2002 Fiscal Year Annual Research Report
超高速還元を目指した酸化物微粒子Cコーティング技術の確立
Project/Area Number |
14702054
|
Research Institution | Kyushu University |
Principal Investigator |
西岡 浩樹 九州大学, 大学院・工学研究院, 助教授 (80294891)
|
Keywords | 超高速還元 / 酸化物微粒子 / Cコーティング / CH_4ガス / 析出反応 |
Research Abstract |
酸化鉄微粒子のカーボン被覆膜の形成を第1の目標とし、皮膜の形成が可能な条件に関する調査検討を行った。マグネタイト微粒子層にCH_4を導入しカーボン皮膜を生成させると同時に、カーボン皮膜の生成挙動を明確にするため、鉄基板上でのCH_4の分解・カーボンの析出挙動に関する実験を行った。 マグネタイト微粒子を1300℃および1450℃に保持された炉内へキャリアガスと伴に導入した。キャリアガスは、N_2-CH_4,N_2-H_2混合ガスとした。
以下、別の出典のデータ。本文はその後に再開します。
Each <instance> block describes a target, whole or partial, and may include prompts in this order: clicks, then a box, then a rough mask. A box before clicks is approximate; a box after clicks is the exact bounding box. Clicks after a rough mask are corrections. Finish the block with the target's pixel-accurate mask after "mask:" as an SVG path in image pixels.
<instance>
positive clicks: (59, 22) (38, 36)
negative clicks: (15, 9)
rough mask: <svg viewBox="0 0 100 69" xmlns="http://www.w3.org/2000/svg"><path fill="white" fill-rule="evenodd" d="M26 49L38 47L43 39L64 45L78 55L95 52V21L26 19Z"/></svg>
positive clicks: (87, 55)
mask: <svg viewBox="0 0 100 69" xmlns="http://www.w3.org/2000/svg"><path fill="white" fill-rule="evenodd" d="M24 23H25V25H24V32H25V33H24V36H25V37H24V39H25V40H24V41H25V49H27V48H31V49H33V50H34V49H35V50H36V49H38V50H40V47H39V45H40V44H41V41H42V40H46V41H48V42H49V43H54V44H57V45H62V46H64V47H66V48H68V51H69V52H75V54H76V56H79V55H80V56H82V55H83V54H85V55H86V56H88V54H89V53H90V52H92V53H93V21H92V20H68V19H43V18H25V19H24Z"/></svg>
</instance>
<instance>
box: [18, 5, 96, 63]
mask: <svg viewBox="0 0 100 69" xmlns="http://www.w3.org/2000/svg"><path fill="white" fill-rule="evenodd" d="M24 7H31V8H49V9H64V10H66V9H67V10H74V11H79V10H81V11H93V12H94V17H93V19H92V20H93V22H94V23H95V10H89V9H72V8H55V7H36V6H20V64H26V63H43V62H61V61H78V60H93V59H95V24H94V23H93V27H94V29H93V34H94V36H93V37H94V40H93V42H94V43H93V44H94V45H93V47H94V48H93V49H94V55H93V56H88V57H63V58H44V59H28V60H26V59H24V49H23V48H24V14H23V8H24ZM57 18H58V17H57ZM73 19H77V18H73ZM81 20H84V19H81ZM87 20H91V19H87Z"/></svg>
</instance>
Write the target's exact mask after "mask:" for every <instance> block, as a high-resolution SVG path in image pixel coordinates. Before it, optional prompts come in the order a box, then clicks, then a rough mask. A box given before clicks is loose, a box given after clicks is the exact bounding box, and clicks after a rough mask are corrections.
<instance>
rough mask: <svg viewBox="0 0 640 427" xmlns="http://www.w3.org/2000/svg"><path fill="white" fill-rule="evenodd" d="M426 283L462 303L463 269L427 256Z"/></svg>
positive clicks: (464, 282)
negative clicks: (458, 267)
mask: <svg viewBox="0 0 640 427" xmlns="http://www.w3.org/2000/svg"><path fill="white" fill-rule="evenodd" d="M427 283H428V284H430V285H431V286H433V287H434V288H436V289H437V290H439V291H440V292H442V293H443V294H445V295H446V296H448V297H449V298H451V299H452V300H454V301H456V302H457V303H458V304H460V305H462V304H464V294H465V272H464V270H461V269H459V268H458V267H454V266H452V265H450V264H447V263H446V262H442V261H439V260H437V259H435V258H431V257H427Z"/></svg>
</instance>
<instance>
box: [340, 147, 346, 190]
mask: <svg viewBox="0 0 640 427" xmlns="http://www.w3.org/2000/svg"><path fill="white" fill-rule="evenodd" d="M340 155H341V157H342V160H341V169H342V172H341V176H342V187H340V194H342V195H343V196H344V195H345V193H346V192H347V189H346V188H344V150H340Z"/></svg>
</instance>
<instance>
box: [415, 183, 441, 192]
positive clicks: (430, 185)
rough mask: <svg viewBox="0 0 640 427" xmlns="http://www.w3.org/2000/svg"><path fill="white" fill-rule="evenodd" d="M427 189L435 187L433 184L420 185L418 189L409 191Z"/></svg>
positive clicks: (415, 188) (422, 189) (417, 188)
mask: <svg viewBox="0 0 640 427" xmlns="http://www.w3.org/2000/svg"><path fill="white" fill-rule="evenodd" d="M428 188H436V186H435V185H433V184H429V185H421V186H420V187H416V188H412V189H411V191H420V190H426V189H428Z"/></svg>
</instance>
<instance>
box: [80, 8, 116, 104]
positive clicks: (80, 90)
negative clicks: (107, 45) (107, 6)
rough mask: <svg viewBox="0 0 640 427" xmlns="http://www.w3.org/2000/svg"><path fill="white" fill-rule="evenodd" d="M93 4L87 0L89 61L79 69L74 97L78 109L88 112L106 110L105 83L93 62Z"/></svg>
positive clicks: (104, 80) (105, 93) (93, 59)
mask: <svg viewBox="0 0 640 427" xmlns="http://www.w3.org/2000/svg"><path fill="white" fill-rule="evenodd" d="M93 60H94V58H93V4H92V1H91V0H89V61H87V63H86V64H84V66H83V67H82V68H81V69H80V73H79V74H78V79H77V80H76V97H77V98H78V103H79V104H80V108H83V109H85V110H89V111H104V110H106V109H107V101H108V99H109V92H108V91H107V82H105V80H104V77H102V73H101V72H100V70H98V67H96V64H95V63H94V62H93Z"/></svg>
実験後に試料のEPMA,SEM観察を行った。 実験後の試料は1300℃では原形を維持していたが、1450℃では球状化した。CH_4の供給量が十分な条件では、鉄表面に炭素の析出が確認された。N_2-H_2混合ガスに比べ、N_2-CH_4ガスの反応速度は非常に大きな値を示した。これは(1)CH_4の分解により粒子表面に析出したCと酸化鉄の直接反応、(2)H_2還元により生じたH_2Oの水性ガス化反応によるガスリフォーミングの寄与であると考えられる。 H_2-CH_4雰囲気下における鉄表面へのCの析出速度を測定した。実験温度は1050℃、1100℃、1145℃とした。高速度カメラによるその場観察、および実験後試料表面および断面のSEM観察、EPMA分析、内部炭素濃度の測定を行った。 CH_4濃度や混合ガスの流量のカーボン析出速度への影響は確認されなかった。カーボン析出速度は強い温度依存性を示した。従って、鉄板表面でのCH_4分解及び分解により生成された炭素の鉄中への浸炭反応が律速段階であると考えられる。反応初期において、鉄中への浸炭速度が非常に速いことが確認された。よって鉄表面への炭素の被覆挙動は、まず鉄板表面でのCH_4分解により炭素が生成し浸炭が進行、その後鉄中炭素濃度が飽和量に近づくと鉄板表面上に炭素皮膜層を形成し始めるものと推定される。